They say you learn something new everyday and I’m willing to believe that, but when it comes to street style, it appears to be more appropriate to say that you learn something new every look.
This embryonic theory could have only been propelled by the photos that came out of the recent Couture Week in Paris, where the outfits were perhaps vaguely quieter than they are during the ready-to-wear weeks and the sun beams down on The Tuileries like the hand of God at a bar crawl. What?
There was plenty of black, notably made interesting by either a series of cascading gold chains and charms complementing a plunging neckline on sun-kissed skin or a scant walk captured optimally through the lens of one Tommy Ton. There was lots of color, too.

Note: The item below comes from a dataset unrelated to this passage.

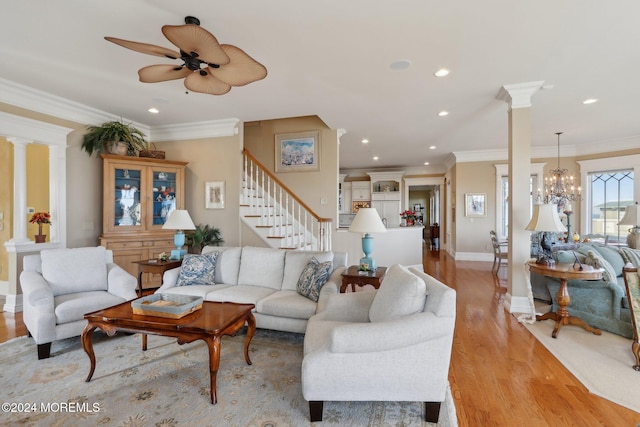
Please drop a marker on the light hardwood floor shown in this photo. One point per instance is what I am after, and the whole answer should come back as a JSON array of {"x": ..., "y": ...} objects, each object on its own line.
[{"x": 500, "y": 375}]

There were turtleneck sweater cape-vest things, which I think will give the side boob we’ve all come to know a run for its cupping, and a handful of handbags that looked more like inanimate objects than belonging-carriers. Karl Lagerfeld posed with the fur version of himself and Giambattista Valli’s off-duty models won the coolest hair trick award.
Friends giggled in trench coats and leather jackets alike — the latter begging the worth of garments less prosaic than they are. There were rubber earrings that looked like lips, hard shell, embellished clutches featuring human facial features, at least six nods to Philo’s Céline that never, ever get old, and lime green shin-length socks that drove this point home.
There was the now near-ubiquitous Chanel backpack and a variety of basket-bearing bikes. There were sneakers. And overalls. And ballet flats that made me think. A handbag that looked like a blue violet and sleeves so long yet strategically fallen, I wondered about the true value of an operating hand. There was fringe, sometimes squared, and this one pair of satin booties with three rows of pearls across the front and an embellished cap toe that made me question every personal belonging I have heretofore known.
There were kids.
There was Anna dello Russo in looks 1-50 and interestingly enough, there were far fewer exposed legs than I would have guesstimated to be in attendance.
Arguably most impressively, though, there was the kind of energy that rejuvenates — not depletes — an onlooker’s relationship with fashion. The kind of smiles that can’t be made up and this overarching sense that when all was said and done and these people were ready to pack up and go home, they kind of, sort of, maybe didn’t want to. It’s like I always say, you know, fashion doesn’t have to be serious to be really, really good.